Golden Oriole Anatomy and Appearance
The male Golden Oriole is an incredibly coloured Bird, with striking yellow and jet black plumage, and fully black wings. As with many other Birds, the female of the species is more dull-looking being slightly greener in colour. Both however, are hard to spot in the canopy as they are perfectly camouflaged amongst the leaves. Golden Orioles tend to be between 20 - 24 cm in height and are often mistaken for Thrushes and even green Woodpeckers when in flight. They have dark red eyes, and a fairly thick, pink beak that is curved slightly downwards at the end.
Golden Oriole Distribution and Habitat
The Golden Oriole is predominantly found throughout Europe and western Asia but also in parts of Africa. The Golden Oriole is a summer migrant meaning that it migrates north for the cooler summer climates, and flies back south to the tropics when the winter begins to emerge. The Golden Oriole is nearly always found in well-timbered forests and woodland, along with parks, orchards and gardens. They spend the majority of their time high in the tree canopy where their distinctive plumage helps them to remain hidden from lurking predators.

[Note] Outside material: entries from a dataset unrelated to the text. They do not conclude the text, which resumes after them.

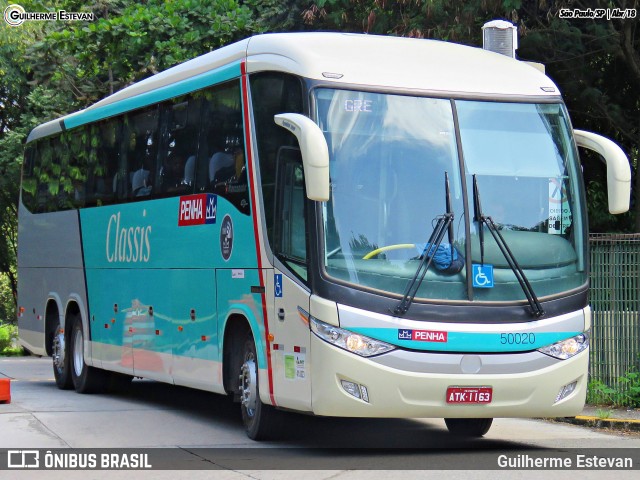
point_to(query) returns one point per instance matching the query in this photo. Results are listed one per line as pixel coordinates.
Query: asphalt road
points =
(202, 428)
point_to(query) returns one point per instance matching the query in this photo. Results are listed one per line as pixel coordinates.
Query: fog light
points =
(355, 390)
(566, 391)
(351, 388)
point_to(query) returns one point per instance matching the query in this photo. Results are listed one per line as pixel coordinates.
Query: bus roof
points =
(369, 61)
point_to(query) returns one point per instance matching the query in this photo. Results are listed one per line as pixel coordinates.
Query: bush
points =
(8, 341)
(7, 302)
(626, 394)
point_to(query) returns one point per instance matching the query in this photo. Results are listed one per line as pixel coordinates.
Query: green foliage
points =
(130, 41)
(626, 394)
(7, 301)
(8, 341)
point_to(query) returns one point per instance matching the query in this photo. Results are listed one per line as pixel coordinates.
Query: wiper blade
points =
(482, 219)
(443, 225)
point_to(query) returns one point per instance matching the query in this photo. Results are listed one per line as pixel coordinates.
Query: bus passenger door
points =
(291, 334)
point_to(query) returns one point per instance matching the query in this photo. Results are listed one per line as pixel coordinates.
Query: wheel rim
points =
(78, 353)
(58, 349)
(249, 386)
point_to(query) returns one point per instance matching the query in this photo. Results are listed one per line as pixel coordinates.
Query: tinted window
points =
(272, 93)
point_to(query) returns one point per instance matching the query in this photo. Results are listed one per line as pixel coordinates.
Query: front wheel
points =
(468, 427)
(60, 356)
(86, 379)
(260, 420)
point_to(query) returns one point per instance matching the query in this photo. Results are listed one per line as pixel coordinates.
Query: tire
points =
(86, 379)
(61, 358)
(261, 421)
(468, 427)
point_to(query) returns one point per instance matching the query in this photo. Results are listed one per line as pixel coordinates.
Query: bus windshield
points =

Golden Oriole Behaviour and Lifestyle
Due to it's excellent camouflage amongst the leaves, and it's shy nature, the Golden Oriole is an almost impossible Bird to spot. However, it is it's unmistakable song that alerts all around to it's presence, which is said to sound very fluty and can be heard over considerable distances. Their basic calls however are often compared to the screech of a Jay, but both are used to communicate with other Golden Orioles inhabiting the surrounding forest. The Golden Oriole is a migratory and generally quite solitary Bird, but can be seen migrating, often under the cover of night, in large flocks.
Golden Oriole Reproduction and Life Cycles
The Golden Oriole breeds in the more temperate northern regions during the summer months, where courtship displays involve them chasing one another from tree to tree and through the canopy. The female Golden Oriole builds her nest, generally in the fork of a tree out of plant fibres and stems, in the shape of a shallow cup. She lays between 3 and 6 eggs which hatch after an incubation period of between 15 and 18 days, that is predominantly conducted by the female. Once hatched, both Golden Oriole parents help to feed and look after their young, which will have left their nest (fledged) within 20 days. Golden Orioles usually live to be around 9 or 10 years old.
Golden Oriole Diet and Prey
The Golden Oriole is an omnivorous animal that primarily feeds on insects, fruits and seeds high up in the tree canopy. The relatively thick, slightly curved beak of the Golden Oriole is the perfect shape for picking Insects out of holes and plucking fruits off the branches. The Golden Oriole also has wide, clawed feet which assist the Bird in holding onto the more tricky branches when it is trying to gather food. They also play a vital role in re-distributing the seeds from the fruits, throughout their native eco-systems.
Golden Oriole Predators and Threats
Despite their shy disposition, the Golden Oriole can become incredibly aggressive towards any animal that tries to go near it's nest, swooping and diving at the invader to try and intimidate it. Due to it's tree-top lifestyle, the Golden Oriole is safe from numerous predators lower down the trees, but it is still vulnerable to larger Birds such as Crows, and Birds Of Prey including Eagles, Hawks and Raptors. They are also threatened by deforestation and therefore habitat destruction in their native environments.
Golden Oriole Interesting Facts and Features
The people living in the northern parts of Europe, are known to be able to predict the start of spring with the coming of the Golden Oriole. The Golden Orioles inhabiting more western European regions, are known to migrate as far south as Namibia and South Africa when the winter begins to set in. Despite that the Golden Oriole was thought to have been properly named in the 18th century, it is thought that the Romans could have been calling them Orioles as early as the 12th century.
Golden Oriole Relationship with Humans
The Golden Oriole is an incredibly shy Bird and very hard to spot high up in the canopy. Without the use of binoculars, the greener females particularly, are commonly mistaken for Green Woodpeckers, although their flight after a time is noticeably different. Humans have however, always been awe-struck by their beautifully distinctive, floaty song. The biggest impact that Humans have on the Golden Oriole is the deforestation of their native forests, meaning that their range is quite rapidly decreasing in size as they are losing more and more of their natural habitat.
Golden Oriole Conservation Status and Life Today
The Golden Oriole has been listed as being an animal that is of Least Concern of imminent extinction in the wild, as even though their territories are shrinking, populations generally seem to be stable. The Golden Orioles found across Asia are known to be decreasing slightly in number, but it is thought that those found in Europe, actually seem to be on the rise.